Au cours des trois dernières années de sa vie, Mozart a orchestré quatre oeuvres vocales de Georg Friedrich Haendel: le masque Acis et Galatea (K. 566, 1788), le Messie (K. 572, 1789) et deux odes (cantates profanes), La Fête d’Alexandre (K. 591) et l’Ode pour la Sainte Cécile (K. 592), dont les arrangements datent de l’été 1790. Le compositeur salzbourgeois a réalisé tous ces travaux à la demande du baron Gottfried van Swieten, préfet de la Librairie Impériale et grand amateur de musique que Mozart a rencontré peu après son arrivée à Vienne en 1781. Van Swieten cultivait une passion pour la musique baroque qu’il avait appris à connaître au gré de ses voyages à travers l’Europe. Ce n’est qu’après sa rencontre avec cet ancien diplomate que Mozart s’est rendu compte de toute la valeur de la musique de ses prédécesseurs. Il s’est dès lors lancé dans une étude assidue de l’écriture fuguée, dont il a fait usage dans ses propres oeuvres (notamment la Messe en ut mineur). Non content d’être un grand collectionneur de musique baroque, van Swieten a aussi réuni un cercle d’aristocrates viennois pour financer des concerts privés dédiés aux oeuvres du passé. Ces soirées musicales avaient lieu au domicile du baron durant les périodes de Carême et de Noël et ont culminé avec les premières auditions de deux oratorios de Haydn, La Création (1798) et Les Saisons (1801). Les mandats confiés par van Swieten à Mozart consistaient à étoffer l’orchestration – trop peu fournie aux oreilles des mélomanes de la fin du XVIIIe siècle – des oeuvres de Haendel. Le compositeur a donc ajouté des flûtes, des clarinettes et des cors à l’effectif orchestral pour parer cette Ode pour la Sainte Cécile d’un éclat tout viennois. Il a aussi réécrit l’air final pour voix de basse. Il n’y a aucune preuve que cet arrangement ait été entendu du vivant de Mozart, mais il a joui d’une grande popularité au début du XIXe siècle, ainsi qu’en témoignent de nombreuses copies de l’oeuvre.
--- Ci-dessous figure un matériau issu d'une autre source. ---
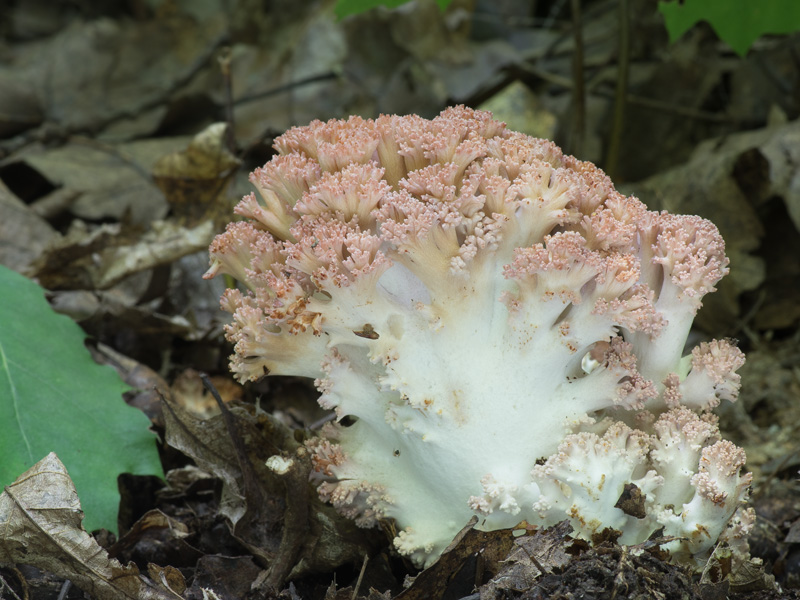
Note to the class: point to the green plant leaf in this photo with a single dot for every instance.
(345, 8)
(737, 22)
(55, 398)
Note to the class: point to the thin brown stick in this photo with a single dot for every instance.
(579, 89)
(621, 93)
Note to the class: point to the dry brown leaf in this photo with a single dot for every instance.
(533, 555)
(40, 525)
(105, 256)
(23, 234)
(470, 557)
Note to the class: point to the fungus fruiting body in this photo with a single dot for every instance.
(503, 329)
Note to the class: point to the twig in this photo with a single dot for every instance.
(360, 577)
(286, 87)
(579, 89)
(295, 520)
(224, 60)
(620, 95)
(9, 588)
(633, 99)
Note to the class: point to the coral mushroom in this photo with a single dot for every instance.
(504, 331)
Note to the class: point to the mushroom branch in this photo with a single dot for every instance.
(503, 329)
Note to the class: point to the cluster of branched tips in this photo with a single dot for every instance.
(503, 329)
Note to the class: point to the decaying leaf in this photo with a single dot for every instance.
(100, 258)
(470, 558)
(40, 525)
(193, 179)
(23, 234)
(256, 508)
(534, 555)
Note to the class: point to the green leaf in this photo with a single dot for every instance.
(345, 8)
(737, 22)
(55, 398)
Mozart a beau avoir écrit quinze messes, des vêpres, des litanies et autres motets au cours de ses années salzbourgeoises, il ne plaçait pas la musique sacrée au coeur de ses préoccupations pour autant. Sitôt établi à Vienne, il a investi toute son énergie dans les oeuvres symphoniques et concertantes, la musique de chambre et bien sûr l’opéra. En janvier 1783, il a toutefois annoncé à son père avoir «la partition d’une messe à moitié composée qui attend d’être portée à son terme», qu’il aurait fait serment de composer si le premier accouchement de sa femme se passait bien. Au mois d’octobre de cette même année, le compositeur s’est enfin rendu à Salzbourg pour la première fois avec sa femme Constance. Mozart n’avait toujours pas achevé sa Messe en ut mineur – auquel il manquait encore la fin du Credo et l’Agnus Dei dans son entier – mais a quand même fait jouer l’ouvrage le 26 octobre 1783 à l’Eglise St-Pierre. Il est probable que la messe inachevée ait été complétée pour l’occasion avec des emprunts à des messes antérieures de Mozart. Le compositeur a confié à son épouse les solos de soprano, qui prennent des allures d’airs lyriques dans le Christe eleison, le Laudamus te et le Et incarnatus est. Mozart enrichit cette messe des enseignements de la musique baroque appris dans les oeuvres que le baron van Swieten lui a fait connaître à Vienne. Le Cum sancto spiritu et le Hosanna font notamment valoir des fugues magistrales. Après la première audition salzbourgeoise, Mozart n’a jamais cherché à compléter cette messe et n’est guère revenu à la musique sacrée jusqu’à son ultime composition, le Requiem en ré mineur (resté lui aussi inachevé). En 1785, il a cependant repris la musique du Kyrie et du Gloria (sur un texte en italien) et y a ajouté deux nouveaux airs pour produire la cantate Davidde penitente en réponse à une commande de la Société des compositeurs viennois.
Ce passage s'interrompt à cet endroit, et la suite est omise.